Objectives:
To construct and validate a prediction model based on machine learning algorithms for early recurrence and metastasis in patients with colorectal cancer after surgery.
Methods:
This study employed a prospective cohort design. A total of 498 postoperative patients with colorectal cancer, treated at an affiliated hospital of Qingdao University, were recruited using convenience sampling from June to December 2021. Data were collected during outpatient visits and hospitalizations. The risk factors for early recurrence and metastasis of colorectal cancer were determined through multivariate logistic regression analysis in SPSS 26.0 software. Using Python 3.7.0 software, four machine learning algorithms (logistic regression, Support Vector Machine, XGBoost, and LightGBM) were used to develop and validate prediction models for early recurrence and metastasis of colorectal cancer after surgery.
Results:
Of the 498 patients, 51 (10.24%) had early recurrence and metastasis.
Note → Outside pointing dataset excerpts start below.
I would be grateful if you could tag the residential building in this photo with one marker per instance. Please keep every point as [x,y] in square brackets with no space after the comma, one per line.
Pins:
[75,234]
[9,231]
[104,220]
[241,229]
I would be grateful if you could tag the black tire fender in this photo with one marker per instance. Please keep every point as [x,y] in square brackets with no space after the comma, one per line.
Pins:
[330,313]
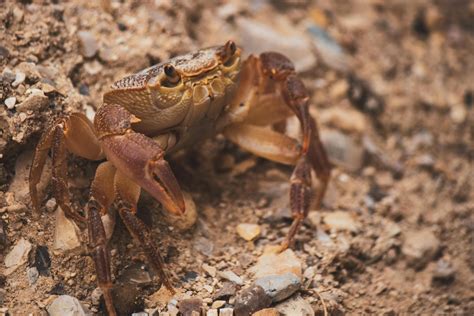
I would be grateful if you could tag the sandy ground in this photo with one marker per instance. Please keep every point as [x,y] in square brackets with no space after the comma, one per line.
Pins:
[402,187]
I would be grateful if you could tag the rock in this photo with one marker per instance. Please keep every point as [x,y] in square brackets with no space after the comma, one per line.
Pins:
[444,272]
[250,300]
[17,256]
[281,37]
[32,274]
[279,287]
[212,312]
[231,276]
[274,263]
[65,236]
[248,231]
[267,312]
[88,43]
[66,305]
[340,220]
[228,290]
[342,150]
[35,102]
[226,312]
[209,270]
[189,307]
[10,103]
[347,120]
[218,304]
[204,246]
[19,78]
[329,50]
[295,307]
[419,247]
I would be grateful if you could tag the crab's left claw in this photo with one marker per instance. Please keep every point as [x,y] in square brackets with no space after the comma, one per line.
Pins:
[138,157]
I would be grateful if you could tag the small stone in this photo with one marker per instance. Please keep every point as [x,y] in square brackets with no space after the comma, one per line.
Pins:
[250,300]
[226,312]
[88,43]
[279,287]
[228,290]
[209,270]
[274,263]
[212,312]
[267,312]
[218,304]
[204,246]
[444,272]
[248,231]
[35,102]
[32,274]
[419,247]
[65,235]
[10,102]
[342,150]
[17,256]
[295,307]
[188,306]
[19,79]
[51,205]
[340,220]
[231,276]
[66,305]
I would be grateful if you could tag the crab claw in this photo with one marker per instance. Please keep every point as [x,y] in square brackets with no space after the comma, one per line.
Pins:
[138,157]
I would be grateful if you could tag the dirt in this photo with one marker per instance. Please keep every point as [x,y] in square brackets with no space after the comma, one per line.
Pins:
[415,173]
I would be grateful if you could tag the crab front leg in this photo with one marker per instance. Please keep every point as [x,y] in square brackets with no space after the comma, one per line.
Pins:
[73,133]
[277,72]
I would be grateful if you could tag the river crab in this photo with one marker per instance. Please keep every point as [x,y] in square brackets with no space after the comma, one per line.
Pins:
[168,107]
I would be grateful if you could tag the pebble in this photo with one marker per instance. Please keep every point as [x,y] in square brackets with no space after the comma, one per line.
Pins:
[267,312]
[340,220]
[10,102]
[419,247]
[66,305]
[257,37]
[248,231]
[295,307]
[250,300]
[204,246]
[88,43]
[209,270]
[65,235]
[273,263]
[189,307]
[212,312]
[444,272]
[17,256]
[279,287]
[218,304]
[19,79]
[32,274]
[35,102]
[342,150]
[231,276]
[227,312]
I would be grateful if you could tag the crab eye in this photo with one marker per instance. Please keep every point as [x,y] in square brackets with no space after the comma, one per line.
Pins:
[227,53]
[172,76]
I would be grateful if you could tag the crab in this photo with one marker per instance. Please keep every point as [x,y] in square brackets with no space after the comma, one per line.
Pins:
[168,107]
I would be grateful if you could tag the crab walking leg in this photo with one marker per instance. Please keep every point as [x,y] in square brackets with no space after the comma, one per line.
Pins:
[138,157]
[127,198]
[278,68]
[74,133]
[102,196]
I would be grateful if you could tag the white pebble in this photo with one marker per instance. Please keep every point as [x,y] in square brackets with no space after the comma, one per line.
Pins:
[10,102]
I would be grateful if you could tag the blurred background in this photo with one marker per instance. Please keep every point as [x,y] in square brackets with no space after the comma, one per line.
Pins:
[392,89]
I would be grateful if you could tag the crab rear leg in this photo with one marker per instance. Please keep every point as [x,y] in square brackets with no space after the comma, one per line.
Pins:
[73,133]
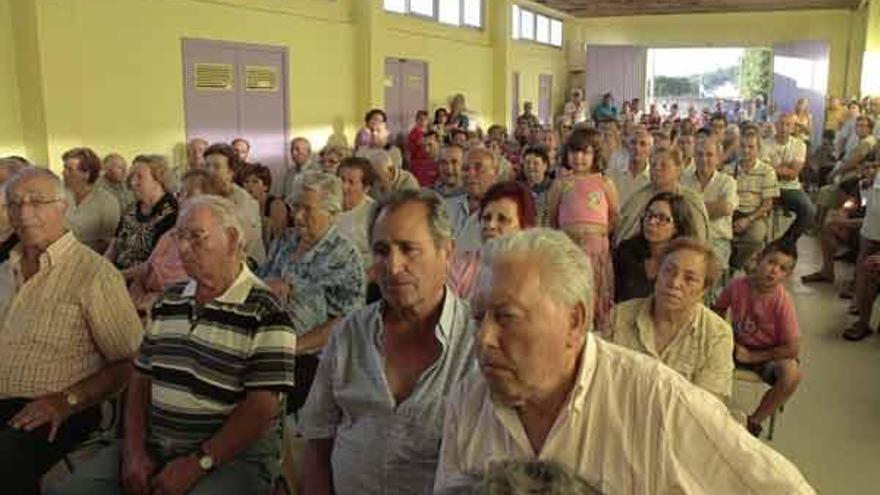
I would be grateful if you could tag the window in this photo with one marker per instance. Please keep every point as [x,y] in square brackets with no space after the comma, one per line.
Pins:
[462,13]
[532,26]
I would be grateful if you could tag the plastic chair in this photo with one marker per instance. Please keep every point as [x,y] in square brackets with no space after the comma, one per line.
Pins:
[752,378]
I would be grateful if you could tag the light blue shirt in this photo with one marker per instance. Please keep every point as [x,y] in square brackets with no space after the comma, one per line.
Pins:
[381,446]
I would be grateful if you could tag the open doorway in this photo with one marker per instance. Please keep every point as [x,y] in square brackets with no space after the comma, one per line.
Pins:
[709,80]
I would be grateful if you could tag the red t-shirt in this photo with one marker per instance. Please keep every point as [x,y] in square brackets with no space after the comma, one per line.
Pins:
[759,321]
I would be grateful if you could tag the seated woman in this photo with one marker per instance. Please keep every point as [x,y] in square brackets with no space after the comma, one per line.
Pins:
[674,326]
[164,267]
[637,259]
[315,271]
[507,207]
[144,222]
[257,181]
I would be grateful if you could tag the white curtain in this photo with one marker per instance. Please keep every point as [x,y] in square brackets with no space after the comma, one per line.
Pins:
[619,70]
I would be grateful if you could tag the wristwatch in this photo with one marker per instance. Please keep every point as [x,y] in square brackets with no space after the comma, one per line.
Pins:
[206,461]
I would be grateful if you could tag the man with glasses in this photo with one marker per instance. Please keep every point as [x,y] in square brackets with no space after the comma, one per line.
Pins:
[202,410]
[69,332]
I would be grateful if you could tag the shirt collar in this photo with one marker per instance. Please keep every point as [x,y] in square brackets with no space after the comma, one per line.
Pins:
[237,292]
[54,254]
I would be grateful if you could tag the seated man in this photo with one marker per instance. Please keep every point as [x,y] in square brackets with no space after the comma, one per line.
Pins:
[202,411]
[374,417]
[765,328]
[787,155]
[69,332]
[757,189]
[674,326]
[666,168]
[621,421]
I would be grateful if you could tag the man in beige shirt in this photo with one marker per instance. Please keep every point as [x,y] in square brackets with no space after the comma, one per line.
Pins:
[674,326]
[67,334]
[621,421]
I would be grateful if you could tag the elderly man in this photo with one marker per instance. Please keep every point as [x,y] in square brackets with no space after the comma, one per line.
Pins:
[665,174]
[637,175]
[374,417]
[220,158]
[480,172]
[357,179]
[202,411]
[674,326]
[787,154]
[449,164]
[757,189]
[94,212]
[69,332]
[316,272]
[302,159]
[719,196]
[388,177]
[623,422]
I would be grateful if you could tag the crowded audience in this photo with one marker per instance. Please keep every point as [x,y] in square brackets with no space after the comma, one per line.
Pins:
[438,311]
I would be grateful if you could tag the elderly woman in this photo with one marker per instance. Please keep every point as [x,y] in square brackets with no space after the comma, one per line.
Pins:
[674,326]
[94,211]
[144,222]
[315,271]
[637,260]
[507,207]
[164,267]
[536,165]
[257,181]
[388,177]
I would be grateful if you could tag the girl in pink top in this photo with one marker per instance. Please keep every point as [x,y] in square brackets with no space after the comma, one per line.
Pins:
[584,205]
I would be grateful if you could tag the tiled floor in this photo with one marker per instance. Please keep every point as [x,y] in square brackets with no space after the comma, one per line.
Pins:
[831,427]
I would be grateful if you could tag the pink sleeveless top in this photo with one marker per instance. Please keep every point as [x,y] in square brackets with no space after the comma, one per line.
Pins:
[583,201]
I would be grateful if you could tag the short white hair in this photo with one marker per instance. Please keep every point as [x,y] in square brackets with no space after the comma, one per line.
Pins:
[224,211]
[329,187]
[565,271]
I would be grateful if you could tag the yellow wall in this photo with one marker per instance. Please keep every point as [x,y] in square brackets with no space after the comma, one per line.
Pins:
[733,29]
[11,138]
[112,73]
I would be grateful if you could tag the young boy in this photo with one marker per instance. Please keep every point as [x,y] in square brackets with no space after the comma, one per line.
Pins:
[766,334]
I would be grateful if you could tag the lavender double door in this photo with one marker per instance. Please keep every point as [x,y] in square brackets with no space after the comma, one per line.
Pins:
[238,90]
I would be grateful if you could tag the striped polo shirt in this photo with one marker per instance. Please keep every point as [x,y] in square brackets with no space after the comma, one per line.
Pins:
[202,359]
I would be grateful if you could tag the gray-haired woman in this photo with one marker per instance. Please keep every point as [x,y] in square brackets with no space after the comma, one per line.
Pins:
[315,271]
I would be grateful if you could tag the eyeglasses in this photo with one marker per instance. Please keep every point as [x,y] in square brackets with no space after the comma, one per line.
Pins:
[15,205]
[660,218]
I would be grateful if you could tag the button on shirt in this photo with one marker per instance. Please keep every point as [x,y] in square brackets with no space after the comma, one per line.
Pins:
[64,323]
[702,351]
[721,187]
[380,446]
[630,425]
[793,150]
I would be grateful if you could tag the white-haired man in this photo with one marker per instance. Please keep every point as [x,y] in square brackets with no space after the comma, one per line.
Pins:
[68,334]
[202,411]
[623,422]
[374,417]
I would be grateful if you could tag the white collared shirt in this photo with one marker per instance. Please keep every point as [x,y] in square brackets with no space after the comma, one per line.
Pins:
[630,425]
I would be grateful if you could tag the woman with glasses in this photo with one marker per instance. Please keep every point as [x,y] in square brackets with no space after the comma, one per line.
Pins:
[637,260]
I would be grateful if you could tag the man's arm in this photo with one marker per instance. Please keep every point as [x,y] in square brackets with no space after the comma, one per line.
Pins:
[317,472]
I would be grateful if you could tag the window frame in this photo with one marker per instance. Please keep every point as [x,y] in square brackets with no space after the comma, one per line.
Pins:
[436,17]
[517,34]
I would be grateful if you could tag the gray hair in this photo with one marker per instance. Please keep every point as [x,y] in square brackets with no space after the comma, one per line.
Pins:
[329,187]
[438,219]
[28,173]
[224,211]
[566,273]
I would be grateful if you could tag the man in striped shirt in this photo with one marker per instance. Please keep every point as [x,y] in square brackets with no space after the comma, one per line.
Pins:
[203,409]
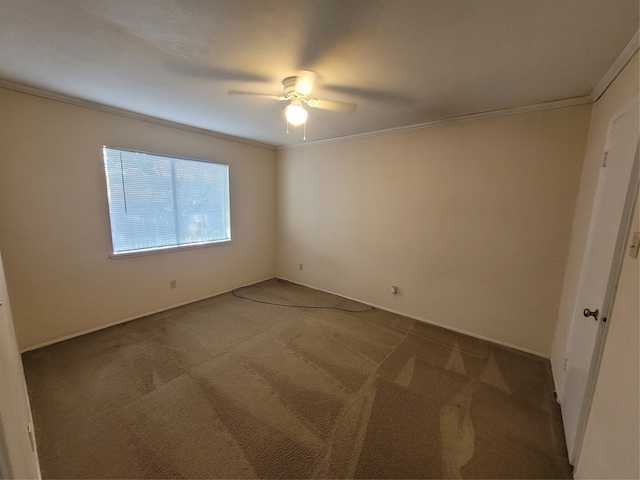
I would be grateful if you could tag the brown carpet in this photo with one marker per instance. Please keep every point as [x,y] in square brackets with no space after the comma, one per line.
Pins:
[229,388]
Multivariate logistic regression analysis showed that personal traits (family history of cancer, histological type, degree of tumor differentiation, number of positive lymph nodes, and T stage), behaviour and/or lifestyle (intake of refined grains, whole grains, fish, shrimp, crab, and nuts, as well as resilience), and interpersonal networks (social support) were all associated with early recurrence and metastasis of colorectal cancer (P<0.05). The logistic regression prediction model showed the best prediction performance out of the four models, with an accuracy rate of 0.920, specificity of 0.982, F1 of 0.495, AUC of 0.867, Kappa of 0.056, and Brier score of 0.067.
Conclusion:
Our findings suggest that a prediction model based on logistic regression could accurately and scientifically predict which patients are likely to experience early recurrence and metastasis, helping to lessen the burden for both patients and the healthcare system.